Phil: Independents appear on the first-round ballot with all the other candidates. Independents and small-party candidates, of course, are nearly always eliminated in the first round.
“Top Two” System
Thanks, Steve. What about write-in candidates? Failing that, what about a Revolution (non-violent, of course)? Actually, the latter is needed anyway!
You wouldn’t need a revolution if you could just convince 25% to 30% of the people who consistently don’t vote now to go to the polls and vote for a third party candidate. That would be a “x” heard ’round the world, so to speak. But I guess that would be on a par with a revolution.
If they do not care enough to go to the polls and vote (or vote by mail), then I am not going to put any personal faith in their revolutionary possibilites.
Sorry — A LOT of nonvoters are FUNCTIONAL ILLITERATES — who can NOT read ballots — due to rotted public schools – aka Publik Skools.
People who can not read need to learn how to read.
Phil #4: The law on write-in candidates is, of course, up to each state. I don’t think Louisiana allows write-ins in its “top two.”
Washington state, which will begin using the “top two” this year, will allow write-ins in the second round, as I understand it.
I’m not sure whether the Oregon measure includes a provision for write-ins. RichardW and JimR know more about these details than I do.
Thank you very much, Steve.
Re: write-ins
I didn’t see anything in the Oregon initiative. In a quick glance through Oregon statutes, I didn’t see anything about write-in filing. Oregon doesn’t require W-I to be attributed to individual candidates unless the total number of W-I is enough for someone to be elected or nominated.
Oregon does have a provision that says if a person is apparently elected or nominated by W-I votes that he must make a formal acceptance on a form devised by the Secretary of State. I suppose that the SoS could have a W-I nominee indicate their registration status. I think parties may also make separate endorsements for both the primary and general election under the Top 2 initiative.
Washington permits formal W-I filings, and the SoS Top 2 regulations permit a W-I filer to indicate a party preference, which would appear on the general election ballot if the W-I candidate is in the Top 2. Washington also requires a Top 2 candidate to receive 1% of the vote in the primary to be on the general election ballot, so that if there is only a single candidate on the primary ballot, someone couldn’t get on the general election ballot with just a handful of write-ins, but they could with a somewhat organized campaign.
Washington has sore loser provisions with regard to W-I. Candidates eliminated in the primary, whether on the ballot or as W-I may not file as W-I for the general election. Moreover, W-I votes cast for such persons are not valid in the general election.
Linda Smith from Washington won the Republican nomination to Congress as a W-I candidate in 1994 (under the blanket primary), and went on to be elected in the general election. She was a former legislator, had been involved in several initiative drives, and made considerable effort explaining to voters how to cast a write-in ballot.

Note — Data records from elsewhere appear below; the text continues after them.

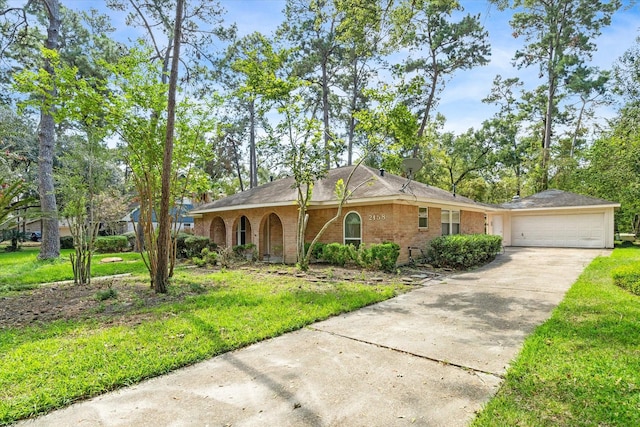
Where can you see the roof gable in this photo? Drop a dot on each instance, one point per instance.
(366, 183)
(556, 199)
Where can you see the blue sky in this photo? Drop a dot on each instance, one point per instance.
(461, 100)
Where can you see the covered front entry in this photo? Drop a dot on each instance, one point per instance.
(561, 230)
(272, 239)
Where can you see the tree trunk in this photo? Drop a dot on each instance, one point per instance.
(50, 247)
(325, 114)
(354, 105)
(253, 163)
(164, 230)
(548, 120)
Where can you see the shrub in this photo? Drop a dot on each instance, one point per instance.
(246, 251)
(317, 250)
(627, 277)
(337, 254)
(386, 255)
(66, 242)
(181, 246)
(111, 244)
(207, 257)
(379, 256)
(225, 257)
(464, 250)
(131, 239)
(193, 245)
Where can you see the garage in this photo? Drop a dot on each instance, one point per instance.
(555, 218)
(564, 231)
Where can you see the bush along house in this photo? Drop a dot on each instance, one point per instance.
(382, 208)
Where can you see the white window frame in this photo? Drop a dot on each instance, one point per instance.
(344, 230)
(241, 230)
(425, 215)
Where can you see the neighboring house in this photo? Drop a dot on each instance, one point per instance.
(555, 218)
(382, 208)
(185, 225)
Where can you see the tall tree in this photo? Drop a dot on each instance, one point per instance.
(558, 36)
(252, 67)
(314, 28)
(161, 282)
(362, 32)
(439, 48)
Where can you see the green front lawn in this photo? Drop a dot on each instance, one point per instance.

In addition, an on-ballot candidate for the nomination had informally withdrawn.
The mail-in ballots used in Oregon and Washington may make it easier to cast a write-in ballot, since a voter isn’t rushed, standing up in non-ideal lighting, and has a writing device handy. It may be more difficult to reach voters who vote as soon as they receive their ballot.
Oregon will permit recognition on the ballot of the same parties that it recognizes now (isn’t the Socialist Party a recognized party in one CD in Oregon?)
If I read the initiative correctly, it will also permit fusion endorsements.
Regarding write-ins — see 14th Amdt, Sec. 2 — *right to vote* — *denied* or *in any way abridged* — ignored by the brain dead regimes — especially the party hack Supremes.
Sec. 2 was deemed MUCH more important than Sec. 1 in 1866 — to break the ex-slavery regimes.
When will the U.S.A. gerrymander regime totally implode ???